The girl’s cell obviously had been lined with numerous layers of soundproofing, perhaps with even more layers than the vestibule, and all this attention to the containment of her shouts and screams seemed to indicate that from time to time the killer invited people into his home. Perhaps to dinner. Or to have a few beers and watch a football game. That he would dare such a thing was only one more proof of his outrageous boldness.
But that he would have friends at all chilled Chyna, friends not demented like him, who would be horrified to discover the girl in his cellar and to know that their host slaughtered whole families for his entertainment. He passed for human in the workaday world. People laughed at his jokes. Sought his advice. Shared their joys and sorrows with him. Perhaps he attended church. On some Saturday nights, did he go dancing, smoothly two-stepping around the floor with a smiling woman in his arms, keeping time to the same music everyone else heard?
Chyna raised her voice: “Ariel.”
The girl failed to look up.
Louder still, all but shouting it through the screened port in the padded door:
“Ariel!”
In the chair, knees primly together, the book in her lap, head bowed to the page, wings of hair hiding most of her face, Ariel sat as if deaf—or as if she were a girl in the back of a closet, tuning out the shouted arguments of drunk and drug-sodden adults, tuning out further and further until she was in a great deep silent place of her own, untouchable.
Chyna recalled times, as a young girl, when simply hiding from her mother and her mother’s more dangerous friends had not provided her with a sufficient sense of security.
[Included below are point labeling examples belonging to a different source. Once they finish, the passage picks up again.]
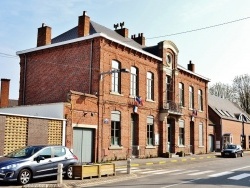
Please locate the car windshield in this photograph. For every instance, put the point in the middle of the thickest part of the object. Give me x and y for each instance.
(231, 147)
(24, 152)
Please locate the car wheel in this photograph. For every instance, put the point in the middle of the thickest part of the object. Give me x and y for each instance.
(24, 177)
(69, 172)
Sometimes the arguments or the celebrations became too violent or too boisterous; the chaos of noise and crazy laughter and cursing spun like a tornado around her even where she had concealed herself, and her fear spiraled out of control, until she thought that her heart would burst or her head explode. Then she went away to more welcoming places in her mind, through the back of the old wardrobe into the land of Narnia, which she had read about in the wonderful books of Mr. C. S. Lewis, or to visit Toad Hall and the Wild Wood from
The Wind in the Willows,
or into realms that she herself invented.
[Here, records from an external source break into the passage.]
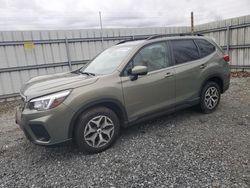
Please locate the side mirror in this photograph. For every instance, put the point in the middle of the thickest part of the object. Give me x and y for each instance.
(138, 70)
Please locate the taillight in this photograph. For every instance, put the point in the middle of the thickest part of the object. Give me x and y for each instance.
(226, 57)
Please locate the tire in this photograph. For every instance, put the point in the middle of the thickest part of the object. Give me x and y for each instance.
(96, 130)
(210, 97)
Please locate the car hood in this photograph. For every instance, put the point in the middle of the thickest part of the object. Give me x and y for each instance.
(47, 84)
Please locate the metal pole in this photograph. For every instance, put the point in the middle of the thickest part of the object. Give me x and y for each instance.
(100, 17)
(228, 38)
(192, 23)
(68, 54)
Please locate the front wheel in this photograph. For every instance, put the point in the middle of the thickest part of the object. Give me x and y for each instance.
(210, 97)
(97, 129)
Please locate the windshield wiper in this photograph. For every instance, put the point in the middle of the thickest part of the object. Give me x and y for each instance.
(87, 73)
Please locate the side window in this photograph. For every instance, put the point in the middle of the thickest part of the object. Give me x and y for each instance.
(154, 56)
(205, 47)
(184, 51)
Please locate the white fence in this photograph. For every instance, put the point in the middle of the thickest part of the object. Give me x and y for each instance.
(26, 54)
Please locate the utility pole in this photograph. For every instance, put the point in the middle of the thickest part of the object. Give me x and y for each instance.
(192, 23)
(100, 16)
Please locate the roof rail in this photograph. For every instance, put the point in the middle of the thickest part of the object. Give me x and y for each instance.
(147, 37)
(172, 35)
(133, 38)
She had always been able to come back from those escapements. But on occasion, she had thought about how wonderful it would be to stay in that faraway place, where neither her mother nor her mother’s kind would ever be able to find her again, no matter how hard they looked. In those exotic kingdoms, there was often danger, but there were also true and faithful friends like none found on
this
side of magical wardrobes.
Now, peering through the screened port at the girl in the chair, Chyna was sure that Ariel had sought refuge in just such a far place and was detached from this sorry world in every way that counted. After a year in this dismal hole, from time to time suffering the attentions of the sociopath upstairs, perhaps she had wandered so far along the road of inner adventure that she could not easily—or ever—return.
In fact, the girl raised her gaze from the book and sat staring neither at Chyna’s face in the door port nor apparently at anything in the room, but at something in a world twice removed from this one. Even in the inadequate rose light, Chyna could see that Ariel’s eyes were out of focus and as strange as the eyes of any of the dolls that surrounded her.